C’est sans doute un peu de tout cela qui explique la faible mobilisation populaire sur un sujet qui concerne pourtant tout le monde, jeunes et moins jeunes, hommes et femmes, riches et pauvres, personnes de toutes origines.

C’est une chose légitime de se mobiliser « CONTRE » les coupables, et de demander justice. C’en est une autre tout aussi légitime de se mobiliser « POUR » une cause juste et importante, et de rechercher des solutions.

Dans ce dossier Chlordecone, (comme dans d’autres dossiers sensibles ici en Martinique), l’angle d’entrée revendicatif et guerrier est souvent privilégié par les premiers mobilisés, souvent les militants, qui mettent en oeuvre leur savoir-faire. Si elle est nécessaire, cette préemption de fait a pour cause mais également pour conséquence la faible mobilisation des citoyens non militants. On le voit, c’est l’implication de citoyennes jusque là peu connues, qui animent le collectif et le forum social chlordecone, qui a permis un premier élargissement du mouvement.

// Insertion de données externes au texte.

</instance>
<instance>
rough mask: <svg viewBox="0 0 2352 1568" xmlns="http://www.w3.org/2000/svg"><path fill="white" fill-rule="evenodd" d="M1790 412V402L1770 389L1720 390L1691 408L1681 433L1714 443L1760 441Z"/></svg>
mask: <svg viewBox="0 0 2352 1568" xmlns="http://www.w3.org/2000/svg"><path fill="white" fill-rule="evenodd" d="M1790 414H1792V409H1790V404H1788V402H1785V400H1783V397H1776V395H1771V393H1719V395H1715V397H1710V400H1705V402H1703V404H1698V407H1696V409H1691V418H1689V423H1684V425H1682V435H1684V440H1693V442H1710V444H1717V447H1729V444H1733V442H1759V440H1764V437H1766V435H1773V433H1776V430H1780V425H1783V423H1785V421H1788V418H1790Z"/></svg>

Cette ouverture doit se poursuivre.

La porte davantage ouverte à une approche « POUR », positive et constructive des problématiques, d’abord tournée vers la recherche de solutions aux impacts constatés (ce qui ne doit pas empêcher parallèlement la recherche responsables et coupables) permettrait peut-être d’élargir et de renforcer ces mobilisations. Mais c’est au prix d’une plus grande implication des « simples citoyens », dans ces affaires qui nous concernent tous, que cette approche positive prendra davantage de poids.